Il y a peu de jours, un livre de Reuben A. Torrey (1856-1928) évangéliste protestant issu de l'université de Yale et de la Yale Divinity school, s'est retrouvé entre mes mains. On y apprend que tout allait déjà très mal, y compris dans les milieux religieux, dans le premier quart du siècle dernier. Ce qui, à une distance d'un siècle, fait sursauter cependant, c'est la conception que l'auteur garde du divorce,  le scandale absolu de partager un mari, ou une épouse, quand le mariage est défini comme un sacrement unique, indissoluble. De nos jours, le rigorisme de ce saint inconnu sera qualifié, pour s'en débarrasser, de fondamentalisme chrétien. Le lecteur mesure, en le lisant, le chemin parcouru, vers le bas, sur la pente glissante, par presque toutes les églises et les règles de notre culture. Pourtant de ce combat, au fond perdu, de cette cause perdue, émane une beauté, l'éclat resplendissant de la beauté de vertus anciennes, la beauté, la splendeur de la Vertu. Qui plus est, dans ce livre revenu par miracle dans mes mains, intitulé Savoir prier, se découvre une conception exigeante de la prière, qui pour moi rejoint et corrobore les pratiques de la méditation orientale que mon long séjour sous d'autres cieux et ma longue étude des philosophies de l'Asie, m'inculquèrent d'une manière persistante et presque naturelle.

Prier, pour Torrey, est la clef de tout.

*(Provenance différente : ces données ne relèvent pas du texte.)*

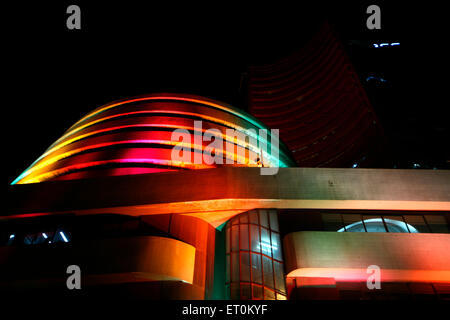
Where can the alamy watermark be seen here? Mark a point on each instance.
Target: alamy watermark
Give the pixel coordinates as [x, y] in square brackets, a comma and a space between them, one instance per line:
[374, 278]
[244, 140]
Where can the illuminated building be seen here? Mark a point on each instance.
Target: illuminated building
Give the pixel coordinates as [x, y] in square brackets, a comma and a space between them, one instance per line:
[106, 197]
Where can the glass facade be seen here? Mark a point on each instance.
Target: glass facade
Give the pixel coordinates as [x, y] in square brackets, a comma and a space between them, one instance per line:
[385, 223]
[254, 260]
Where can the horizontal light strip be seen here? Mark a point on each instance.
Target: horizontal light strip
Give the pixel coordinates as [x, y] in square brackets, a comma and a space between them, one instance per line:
[169, 163]
[208, 118]
[53, 159]
[169, 97]
[194, 147]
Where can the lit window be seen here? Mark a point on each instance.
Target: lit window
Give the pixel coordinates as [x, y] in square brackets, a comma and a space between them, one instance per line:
[254, 257]
[377, 225]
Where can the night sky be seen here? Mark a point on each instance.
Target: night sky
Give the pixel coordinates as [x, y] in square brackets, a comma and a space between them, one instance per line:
[53, 76]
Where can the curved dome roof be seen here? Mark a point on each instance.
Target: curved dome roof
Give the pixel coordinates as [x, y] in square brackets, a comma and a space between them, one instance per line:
[134, 136]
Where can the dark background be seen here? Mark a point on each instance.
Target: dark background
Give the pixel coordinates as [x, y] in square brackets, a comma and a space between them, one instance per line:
[52, 76]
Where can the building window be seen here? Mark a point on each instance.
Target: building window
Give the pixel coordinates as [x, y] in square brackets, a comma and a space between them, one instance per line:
[254, 261]
[385, 223]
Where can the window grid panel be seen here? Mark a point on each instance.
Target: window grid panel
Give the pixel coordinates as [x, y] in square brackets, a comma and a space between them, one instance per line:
[245, 253]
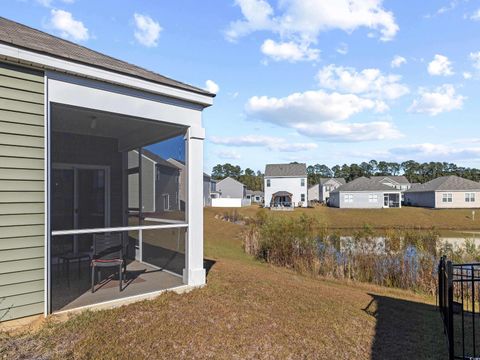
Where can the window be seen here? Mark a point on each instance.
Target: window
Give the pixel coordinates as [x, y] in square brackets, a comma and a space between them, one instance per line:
[447, 197]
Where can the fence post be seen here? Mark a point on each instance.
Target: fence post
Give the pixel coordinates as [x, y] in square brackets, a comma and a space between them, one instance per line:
[451, 350]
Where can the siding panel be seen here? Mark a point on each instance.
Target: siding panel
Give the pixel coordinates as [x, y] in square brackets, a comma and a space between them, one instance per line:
[22, 227]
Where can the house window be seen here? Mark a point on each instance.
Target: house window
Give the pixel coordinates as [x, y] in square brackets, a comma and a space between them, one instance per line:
[447, 197]
[469, 197]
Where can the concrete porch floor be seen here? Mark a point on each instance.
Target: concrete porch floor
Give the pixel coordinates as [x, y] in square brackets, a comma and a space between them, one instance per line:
[141, 279]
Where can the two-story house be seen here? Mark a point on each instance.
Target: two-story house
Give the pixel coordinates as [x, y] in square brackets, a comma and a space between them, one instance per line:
[286, 185]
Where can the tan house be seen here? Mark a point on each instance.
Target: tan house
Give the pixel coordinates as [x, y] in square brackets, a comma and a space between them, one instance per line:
[445, 192]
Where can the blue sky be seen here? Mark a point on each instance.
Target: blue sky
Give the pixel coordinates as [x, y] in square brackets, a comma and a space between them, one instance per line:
[311, 81]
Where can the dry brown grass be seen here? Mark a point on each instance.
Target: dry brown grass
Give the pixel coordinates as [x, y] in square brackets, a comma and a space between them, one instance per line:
[411, 217]
[248, 310]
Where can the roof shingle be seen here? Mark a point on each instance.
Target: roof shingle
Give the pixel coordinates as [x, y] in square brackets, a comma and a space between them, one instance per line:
[19, 35]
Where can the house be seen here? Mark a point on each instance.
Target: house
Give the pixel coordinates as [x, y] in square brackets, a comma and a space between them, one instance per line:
[365, 193]
[160, 183]
[399, 182]
[70, 118]
[183, 180]
[445, 192]
[285, 185]
[321, 192]
[231, 188]
[255, 196]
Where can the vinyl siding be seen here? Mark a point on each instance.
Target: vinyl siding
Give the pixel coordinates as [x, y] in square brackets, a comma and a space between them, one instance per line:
[22, 227]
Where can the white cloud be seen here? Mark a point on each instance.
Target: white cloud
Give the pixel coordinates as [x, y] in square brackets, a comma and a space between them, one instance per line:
[321, 114]
[270, 142]
[475, 57]
[370, 82]
[289, 51]
[147, 30]
[342, 49]
[68, 27]
[301, 21]
[351, 132]
[228, 155]
[398, 61]
[212, 86]
[476, 15]
[442, 99]
[440, 66]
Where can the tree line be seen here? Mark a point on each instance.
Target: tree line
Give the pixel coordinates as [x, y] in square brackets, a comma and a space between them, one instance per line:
[414, 171]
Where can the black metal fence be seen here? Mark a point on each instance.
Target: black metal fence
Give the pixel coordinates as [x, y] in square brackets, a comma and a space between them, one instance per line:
[459, 305]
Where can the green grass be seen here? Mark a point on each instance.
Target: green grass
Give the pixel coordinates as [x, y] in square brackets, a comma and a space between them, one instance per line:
[412, 217]
[248, 309]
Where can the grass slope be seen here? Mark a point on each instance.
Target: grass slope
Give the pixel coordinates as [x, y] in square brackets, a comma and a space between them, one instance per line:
[412, 217]
[248, 310]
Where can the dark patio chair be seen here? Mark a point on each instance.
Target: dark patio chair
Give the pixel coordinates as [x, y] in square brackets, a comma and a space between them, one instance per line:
[108, 252]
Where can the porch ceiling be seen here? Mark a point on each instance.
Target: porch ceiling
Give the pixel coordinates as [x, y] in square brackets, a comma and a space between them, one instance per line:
[131, 132]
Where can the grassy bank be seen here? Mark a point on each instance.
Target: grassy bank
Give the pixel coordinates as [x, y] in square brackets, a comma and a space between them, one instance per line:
[248, 310]
[412, 217]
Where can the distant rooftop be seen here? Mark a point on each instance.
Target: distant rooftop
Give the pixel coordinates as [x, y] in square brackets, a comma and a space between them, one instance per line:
[364, 184]
[447, 183]
[294, 169]
[18, 35]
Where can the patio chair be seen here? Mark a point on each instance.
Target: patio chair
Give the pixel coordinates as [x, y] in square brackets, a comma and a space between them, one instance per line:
[108, 252]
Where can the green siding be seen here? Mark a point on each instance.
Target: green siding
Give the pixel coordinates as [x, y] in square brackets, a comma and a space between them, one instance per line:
[22, 230]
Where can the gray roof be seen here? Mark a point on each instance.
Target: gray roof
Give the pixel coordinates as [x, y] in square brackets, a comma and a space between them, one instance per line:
[18, 35]
[158, 159]
[397, 178]
[365, 184]
[339, 180]
[294, 169]
[447, 183]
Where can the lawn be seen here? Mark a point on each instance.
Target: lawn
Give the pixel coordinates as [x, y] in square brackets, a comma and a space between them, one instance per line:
[412, 217]
[247, 310]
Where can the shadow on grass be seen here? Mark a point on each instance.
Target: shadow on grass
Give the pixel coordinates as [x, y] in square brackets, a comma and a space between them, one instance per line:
[406, 329]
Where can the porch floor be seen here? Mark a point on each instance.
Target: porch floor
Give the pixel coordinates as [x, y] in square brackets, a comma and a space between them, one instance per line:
[141, 279]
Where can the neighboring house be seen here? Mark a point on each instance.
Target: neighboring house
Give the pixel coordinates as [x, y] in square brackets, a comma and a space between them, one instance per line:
[365, 193]
[399, 182]
[445, 192]
[231, 188]
[285, 185]
[69, 116]
[160, 183]
[321, 191]
[183, 180]
[255, 196]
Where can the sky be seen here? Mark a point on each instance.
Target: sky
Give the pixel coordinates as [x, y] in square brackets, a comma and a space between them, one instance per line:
[315, 81]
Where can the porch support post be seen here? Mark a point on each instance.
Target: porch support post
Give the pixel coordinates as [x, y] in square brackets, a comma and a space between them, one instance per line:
[194, 272]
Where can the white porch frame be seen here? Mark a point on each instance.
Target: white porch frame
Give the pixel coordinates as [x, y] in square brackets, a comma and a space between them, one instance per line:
[91, 94]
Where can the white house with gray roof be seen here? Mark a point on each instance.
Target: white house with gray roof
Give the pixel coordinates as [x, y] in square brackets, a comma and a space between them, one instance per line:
[445, 192]
[365, 193]
[321, 191]
[286, 185]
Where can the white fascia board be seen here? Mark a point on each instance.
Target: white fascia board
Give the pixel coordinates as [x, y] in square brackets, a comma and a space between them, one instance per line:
[31, 58]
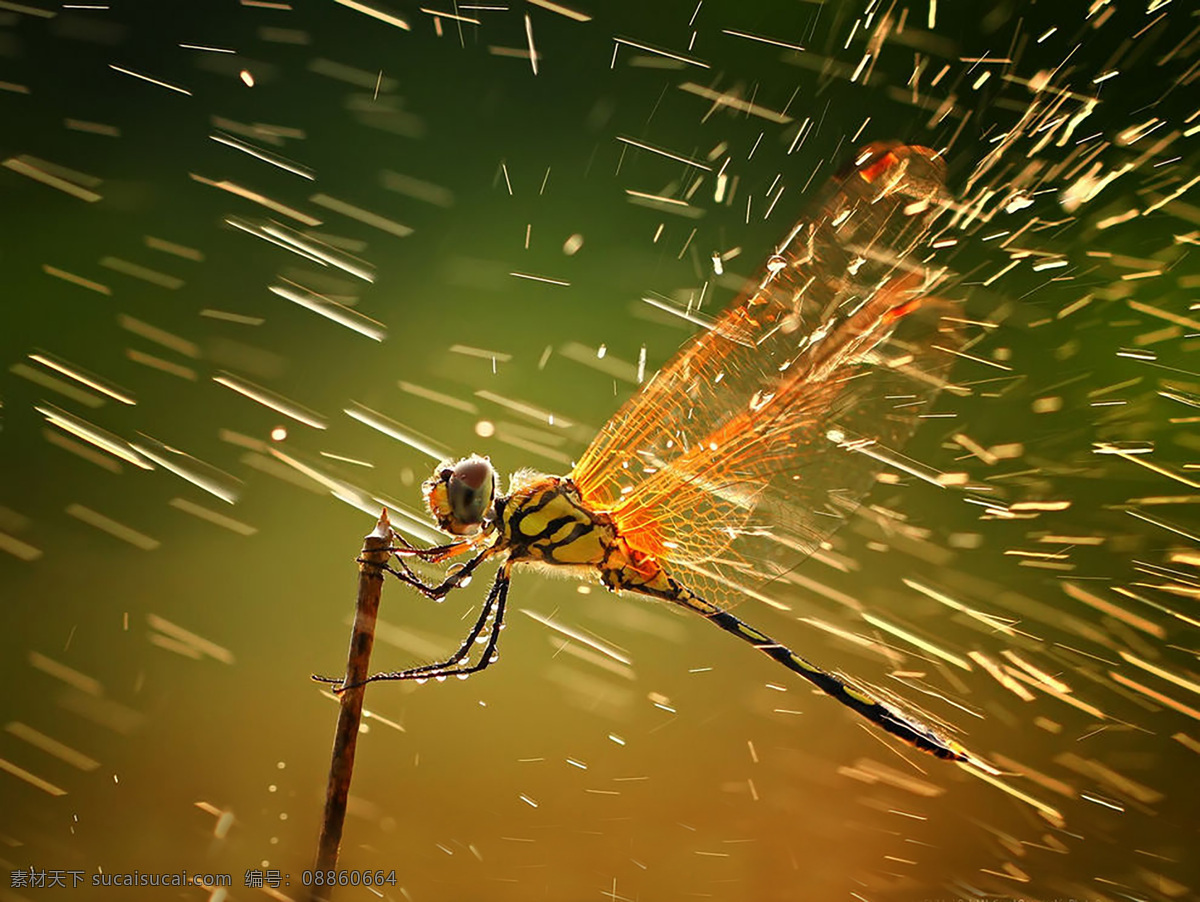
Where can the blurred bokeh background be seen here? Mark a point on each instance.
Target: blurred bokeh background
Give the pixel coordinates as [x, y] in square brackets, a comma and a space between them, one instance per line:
[172, 572]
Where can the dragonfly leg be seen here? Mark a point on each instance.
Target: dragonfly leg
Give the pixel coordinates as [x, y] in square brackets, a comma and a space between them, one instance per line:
[491, 618]
[438, 591]
[657, 583]
[431, 554]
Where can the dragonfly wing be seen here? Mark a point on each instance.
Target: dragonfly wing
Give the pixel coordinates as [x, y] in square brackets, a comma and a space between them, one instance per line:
[767, 428]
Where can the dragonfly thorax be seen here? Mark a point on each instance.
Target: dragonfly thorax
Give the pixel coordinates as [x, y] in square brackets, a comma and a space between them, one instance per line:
[545, 518]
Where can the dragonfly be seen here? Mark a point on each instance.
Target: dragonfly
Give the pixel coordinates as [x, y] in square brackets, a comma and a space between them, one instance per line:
[748, 449]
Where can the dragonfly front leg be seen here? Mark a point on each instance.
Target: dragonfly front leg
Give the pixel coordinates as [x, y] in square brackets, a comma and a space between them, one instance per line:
[438, 591]
[492, 613]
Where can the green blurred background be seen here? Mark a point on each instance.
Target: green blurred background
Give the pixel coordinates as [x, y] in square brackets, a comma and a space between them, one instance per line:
[701, 770]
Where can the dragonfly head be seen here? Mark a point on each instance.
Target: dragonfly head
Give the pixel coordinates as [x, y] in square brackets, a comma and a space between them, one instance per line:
[460, 494]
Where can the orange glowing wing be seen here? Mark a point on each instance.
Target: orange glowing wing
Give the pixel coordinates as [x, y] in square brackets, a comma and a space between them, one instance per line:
[761, 434]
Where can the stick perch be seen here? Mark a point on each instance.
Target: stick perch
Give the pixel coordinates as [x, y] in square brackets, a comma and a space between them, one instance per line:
[371, 561]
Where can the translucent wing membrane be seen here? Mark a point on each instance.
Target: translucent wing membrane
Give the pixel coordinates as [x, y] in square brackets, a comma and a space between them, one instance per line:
[754, 443]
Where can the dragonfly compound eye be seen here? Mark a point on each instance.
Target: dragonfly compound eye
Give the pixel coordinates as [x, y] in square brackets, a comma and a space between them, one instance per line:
[460, 494]
[469, 491]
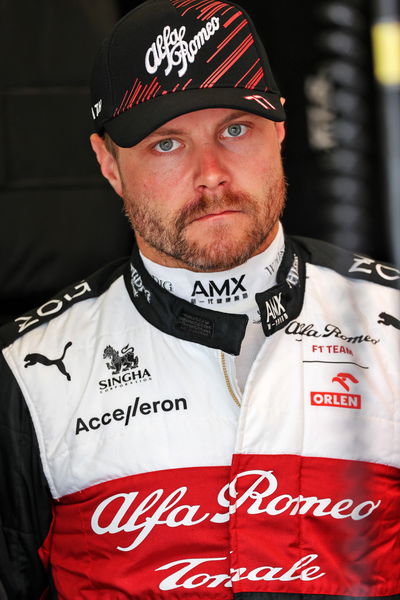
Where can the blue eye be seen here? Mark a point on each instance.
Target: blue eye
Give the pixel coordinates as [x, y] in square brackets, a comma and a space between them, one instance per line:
[167, 145]
[235, 130]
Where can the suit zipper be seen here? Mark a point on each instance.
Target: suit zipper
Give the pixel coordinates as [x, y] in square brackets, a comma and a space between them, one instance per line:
[228, 381]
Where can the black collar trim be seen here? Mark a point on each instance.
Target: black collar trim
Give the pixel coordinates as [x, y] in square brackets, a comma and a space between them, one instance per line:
[219, 330]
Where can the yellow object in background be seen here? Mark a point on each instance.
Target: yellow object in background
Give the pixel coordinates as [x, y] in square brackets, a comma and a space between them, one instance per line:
[386, 49]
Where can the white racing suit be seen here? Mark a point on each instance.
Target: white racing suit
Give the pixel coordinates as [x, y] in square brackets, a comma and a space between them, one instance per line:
[128, 470]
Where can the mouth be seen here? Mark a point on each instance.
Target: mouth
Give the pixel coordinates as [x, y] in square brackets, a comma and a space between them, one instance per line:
[215, 216]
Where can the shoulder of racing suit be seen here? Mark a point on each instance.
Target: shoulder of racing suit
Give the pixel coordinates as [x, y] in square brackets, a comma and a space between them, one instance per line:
[350, 264]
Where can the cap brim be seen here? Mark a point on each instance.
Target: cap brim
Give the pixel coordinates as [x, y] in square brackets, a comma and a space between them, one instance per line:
[133, 125]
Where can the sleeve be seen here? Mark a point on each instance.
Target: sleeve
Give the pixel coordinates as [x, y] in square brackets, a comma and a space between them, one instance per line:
[25, 501]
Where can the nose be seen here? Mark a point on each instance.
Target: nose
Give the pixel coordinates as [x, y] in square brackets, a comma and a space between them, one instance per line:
[211, 169]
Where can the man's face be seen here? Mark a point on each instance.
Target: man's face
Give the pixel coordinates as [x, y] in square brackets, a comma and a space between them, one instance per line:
[205, 191]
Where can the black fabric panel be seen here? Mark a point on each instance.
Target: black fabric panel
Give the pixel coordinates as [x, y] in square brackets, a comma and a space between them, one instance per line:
[25, 503]
[59, 220]
[46, 133]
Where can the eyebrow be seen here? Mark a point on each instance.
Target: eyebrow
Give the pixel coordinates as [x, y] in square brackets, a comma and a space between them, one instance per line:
[169, 131]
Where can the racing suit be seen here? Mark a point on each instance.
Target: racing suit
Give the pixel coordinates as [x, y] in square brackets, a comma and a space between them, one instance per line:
[127, 472]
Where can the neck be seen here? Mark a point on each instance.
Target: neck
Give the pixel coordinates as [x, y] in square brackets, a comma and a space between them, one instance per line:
[232, 290]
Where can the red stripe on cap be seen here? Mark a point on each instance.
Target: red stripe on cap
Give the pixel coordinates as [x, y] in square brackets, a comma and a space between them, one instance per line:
[233, 18]
[255, 79]
[122, 102]
[228, 39]
[158, 88]
[247, 72]
[128, 102]
[211, 10]
[138, 88]
[140, 99]
[228, 63]
[150, 91]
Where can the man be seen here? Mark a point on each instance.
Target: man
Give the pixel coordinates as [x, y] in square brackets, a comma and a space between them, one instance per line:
[218, 416]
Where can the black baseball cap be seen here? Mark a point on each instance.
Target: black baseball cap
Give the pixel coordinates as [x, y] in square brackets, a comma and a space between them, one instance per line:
[166, 58]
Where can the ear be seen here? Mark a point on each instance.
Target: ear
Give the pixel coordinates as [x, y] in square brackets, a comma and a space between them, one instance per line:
[108, 163]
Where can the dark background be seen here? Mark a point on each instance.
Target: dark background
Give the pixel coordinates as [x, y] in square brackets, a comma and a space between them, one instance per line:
[59, 220]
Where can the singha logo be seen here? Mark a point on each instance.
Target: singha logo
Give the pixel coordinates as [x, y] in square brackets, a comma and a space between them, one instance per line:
[125, 361]
[386, 319]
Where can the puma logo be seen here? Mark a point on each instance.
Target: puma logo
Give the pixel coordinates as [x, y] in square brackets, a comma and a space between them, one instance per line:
[389, 320]
[35, 358]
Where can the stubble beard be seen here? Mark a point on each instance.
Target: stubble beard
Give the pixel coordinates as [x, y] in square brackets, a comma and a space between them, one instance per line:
[170, 235]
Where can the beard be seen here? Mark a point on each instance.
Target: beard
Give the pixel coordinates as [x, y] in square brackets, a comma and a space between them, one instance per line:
[220, 247]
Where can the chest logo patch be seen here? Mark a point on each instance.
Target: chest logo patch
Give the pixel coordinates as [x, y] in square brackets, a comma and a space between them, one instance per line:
[335, 399]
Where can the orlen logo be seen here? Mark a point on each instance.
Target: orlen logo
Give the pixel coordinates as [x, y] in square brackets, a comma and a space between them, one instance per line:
[338, 399]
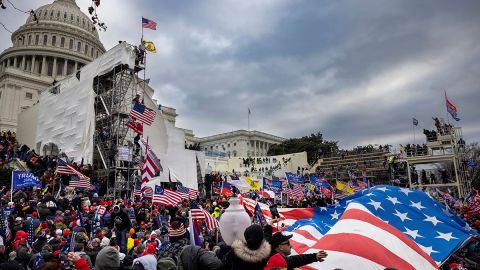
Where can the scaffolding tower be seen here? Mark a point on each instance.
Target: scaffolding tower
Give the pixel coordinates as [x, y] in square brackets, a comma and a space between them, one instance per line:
[447, 146]
[114, 93]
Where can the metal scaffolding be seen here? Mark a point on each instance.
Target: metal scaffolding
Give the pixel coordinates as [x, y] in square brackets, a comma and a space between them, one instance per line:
[447, 147]
[114, 92]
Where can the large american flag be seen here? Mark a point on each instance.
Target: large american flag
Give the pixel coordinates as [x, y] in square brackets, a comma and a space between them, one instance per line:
[166, 196]
[201, 214]
[297, 191]
[142, 113]
[434, 228]
[191, 193]
[146, 23]
[80, 181]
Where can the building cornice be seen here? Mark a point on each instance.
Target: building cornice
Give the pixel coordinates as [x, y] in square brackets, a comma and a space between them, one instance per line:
[45, 51]
[241, 134]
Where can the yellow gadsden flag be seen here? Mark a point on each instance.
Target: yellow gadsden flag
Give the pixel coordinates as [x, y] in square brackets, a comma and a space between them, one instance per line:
[149, 46]
[345, 188]
[253, 184]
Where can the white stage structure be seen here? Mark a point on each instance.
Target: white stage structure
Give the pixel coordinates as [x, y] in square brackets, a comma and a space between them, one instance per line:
[72, 114]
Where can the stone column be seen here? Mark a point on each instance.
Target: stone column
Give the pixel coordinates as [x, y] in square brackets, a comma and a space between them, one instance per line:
[33, 64]
[23, 63]
[54, 71]
[65, 63]
[44, 66]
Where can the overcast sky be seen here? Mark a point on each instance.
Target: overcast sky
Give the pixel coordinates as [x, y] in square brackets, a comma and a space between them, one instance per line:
[356, 71]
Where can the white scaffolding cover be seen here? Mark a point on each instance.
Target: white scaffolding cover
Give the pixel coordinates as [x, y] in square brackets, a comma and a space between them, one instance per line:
[68, 118]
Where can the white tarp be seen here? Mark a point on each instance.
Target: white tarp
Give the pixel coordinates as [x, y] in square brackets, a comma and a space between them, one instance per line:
[68, 118]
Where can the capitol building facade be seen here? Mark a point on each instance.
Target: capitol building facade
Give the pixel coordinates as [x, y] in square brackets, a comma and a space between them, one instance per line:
[56, 41]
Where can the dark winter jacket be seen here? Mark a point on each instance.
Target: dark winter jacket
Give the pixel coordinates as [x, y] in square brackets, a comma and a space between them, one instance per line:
[121, 221]
[241, 257]
[196, 258]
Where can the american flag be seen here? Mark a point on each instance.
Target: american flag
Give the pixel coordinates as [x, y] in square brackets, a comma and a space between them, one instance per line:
[166, 196]
[347, 241]
[297, 191]
[192, 193]
[382, 217]
[142, 113]
[362, 184]
[146, 23]
[199, 213]
[150, 166]
[80, 181]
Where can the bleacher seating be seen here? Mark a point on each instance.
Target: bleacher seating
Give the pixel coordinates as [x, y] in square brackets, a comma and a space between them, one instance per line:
[338, 166]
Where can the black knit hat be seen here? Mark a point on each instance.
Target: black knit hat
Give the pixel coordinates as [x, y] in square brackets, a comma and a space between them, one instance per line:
[279, 238]
[253, 236]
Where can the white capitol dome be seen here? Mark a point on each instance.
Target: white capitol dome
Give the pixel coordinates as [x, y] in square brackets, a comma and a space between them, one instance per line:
[62, 40]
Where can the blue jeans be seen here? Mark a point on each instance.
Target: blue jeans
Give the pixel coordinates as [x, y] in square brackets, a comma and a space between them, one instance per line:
[122, 240]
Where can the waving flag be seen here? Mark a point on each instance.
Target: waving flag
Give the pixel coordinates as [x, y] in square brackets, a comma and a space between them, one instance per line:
[226, 190]
[452, 110]
[360, 240]
[432, 226]
[253, 184]
[146, 23]
[258, 217]
[142, 113]
[294, 178]
[23, 179]
[166, 196]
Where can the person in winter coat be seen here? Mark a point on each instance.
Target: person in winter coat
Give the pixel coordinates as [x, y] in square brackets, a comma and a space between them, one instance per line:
[147, 261]
[107, 259]
[122, 224]
[281, 249]
[197, 258]
[251, 254]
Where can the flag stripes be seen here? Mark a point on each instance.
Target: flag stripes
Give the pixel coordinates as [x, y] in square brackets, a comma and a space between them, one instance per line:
[142, 113]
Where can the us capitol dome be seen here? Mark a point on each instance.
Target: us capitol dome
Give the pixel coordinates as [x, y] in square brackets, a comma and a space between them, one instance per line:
[56, 41]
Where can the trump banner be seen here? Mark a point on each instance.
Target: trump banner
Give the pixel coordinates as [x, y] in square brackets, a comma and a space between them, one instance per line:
[23, 179]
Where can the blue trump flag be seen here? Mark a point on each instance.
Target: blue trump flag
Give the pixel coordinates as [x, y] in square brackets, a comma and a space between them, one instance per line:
[433, 226]
[294, 178]
[23, 179]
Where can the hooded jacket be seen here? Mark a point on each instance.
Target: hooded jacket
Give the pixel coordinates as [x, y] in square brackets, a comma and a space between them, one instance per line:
[196, 258]
[241, 257]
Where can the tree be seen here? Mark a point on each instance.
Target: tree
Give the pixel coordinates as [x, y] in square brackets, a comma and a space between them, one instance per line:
[314, 145]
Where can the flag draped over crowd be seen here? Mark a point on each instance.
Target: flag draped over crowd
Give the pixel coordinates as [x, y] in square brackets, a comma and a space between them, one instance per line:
[430, 225]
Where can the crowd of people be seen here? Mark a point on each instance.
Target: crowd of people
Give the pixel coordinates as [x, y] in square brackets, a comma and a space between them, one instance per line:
[84, 230]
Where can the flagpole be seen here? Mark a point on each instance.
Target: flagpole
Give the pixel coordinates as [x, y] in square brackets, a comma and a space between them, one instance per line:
[11, 189]
[413, 129]
[248, 117]
[446, 113]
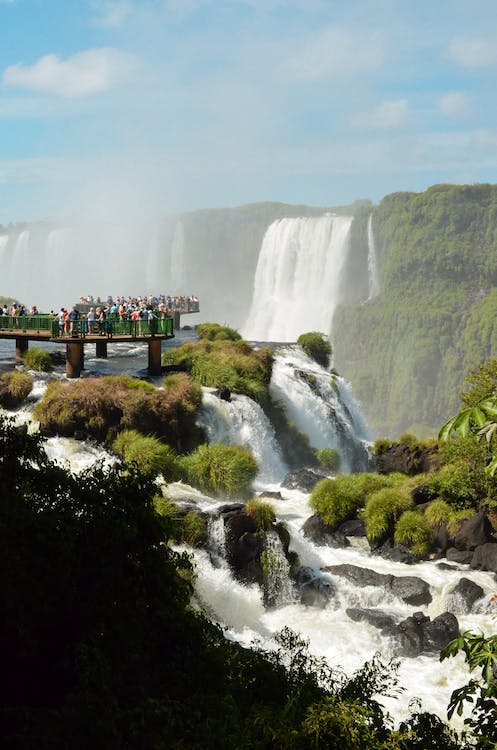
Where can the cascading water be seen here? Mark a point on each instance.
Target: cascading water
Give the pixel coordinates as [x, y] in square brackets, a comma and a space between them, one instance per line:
[321, 405]
[241, 421]
[374, 278]
[297, 281]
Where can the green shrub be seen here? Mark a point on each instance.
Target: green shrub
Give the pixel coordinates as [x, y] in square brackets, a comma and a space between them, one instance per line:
[337, 500]
[316, 346]
[221, 469]
[414, 531]
[381, 445]
[382, 510]
[438, 514]
[216, 332]
[261, 512]
[15, 387]
[38, 359]
[148, 453]
[329, 458]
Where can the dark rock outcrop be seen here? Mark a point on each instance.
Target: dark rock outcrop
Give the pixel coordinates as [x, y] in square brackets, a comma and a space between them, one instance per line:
[321, 534]
[314, 590]
[462, 597]
[410, 589]
[485, 557]
[474, 532]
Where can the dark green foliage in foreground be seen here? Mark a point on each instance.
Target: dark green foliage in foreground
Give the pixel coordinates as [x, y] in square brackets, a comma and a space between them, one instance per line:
[316, 346]
[15, 387]
[216, 332]
[100, 648]
[225, 364]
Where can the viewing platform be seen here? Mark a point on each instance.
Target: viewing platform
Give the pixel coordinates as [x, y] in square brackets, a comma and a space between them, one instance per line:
[25, 328]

Mais qu'est-ce que prier ? Le mot, cette pratique ont été tant défigurés que beaucoup s'en détournent en un éclair avec un sourire de dédain. Prier n'est pas répéter ou marmonner une suite de mots appris dans une langue précise. Ou plutôt ce n'est là que le début, le stade élémentaire d'un long et difficile apprentissage. D'orale, la formulation devient intérieure, intériorisée, mentale, et même plus que mentale, psychique, supranaturelle, indéfinissable, indescriptible. La prière ininterrompue, involontaire, se déroulant malgré soi, en toile de fond, sur l'écran de la vie éveillée, gagne peu à peu, toutes les couches de l'être, toutes les cellules du corps. C'est là où le concept développé par Reuben Archer Torrey : "to pray through" peut être très éclairant pour certains  esprits  occidentaux. Prier "through", c'est-à-dire comme l'on creuse un tunnel, comme fait une taupe, un animal fouisseur, comme en pays minier, comme un mineur audacieux et patient,, en pénétrant peu à peu, laborieusement, héroïquement, dans une réalité profonde et cachée, dans d'autres couches du temps et de l'espace. en s'introduisant peu à peu dans un tout autre monde, vers une tout autre vie. Pour un oriental ce sera assez facile à comprendre ; impossible ou très difficile pour un occidental contemporain.

La prière est un processus et un pouvoir de pénétration. Les esprits pénétrants savent ou devinent ce qu'est "to pray through". Pour ce faire, il convient d'être puissamment solitaire, tenace, persistant, obstiné, et patient. Arrivé assez loin dans le tunnel, le souterrain, la solitude cesse. Les âmes mortes du passé, les grands devanciers sont là présents. C'est un passage, une exploration, une aventure d'enfer à purgatoire et à paradis, un drame en trois temps.  Un grand, un immense voyage. Les Caves de l'existence,  le Canal de l'exille Temple des souterrains, telles furent pour moi les étapes significatives. Chacun a ses cartes, son itinéraire, ses repères, son destin singulier, en une langue ou en une autre, sous tel angle ou tel autre, telle forme ou telle autre, sous ce signe-ci ou ce signe-là. Chacun a pour tâche d'écouter et de discerner attentivement les signes. Chaque nation, chaque communauté a ses signes. Chaque temps à les siens. Même l'humanité dans son ensemble, possède ses signes, et le globe les siens.  Nous sommes souvent trop aveugles aux signes.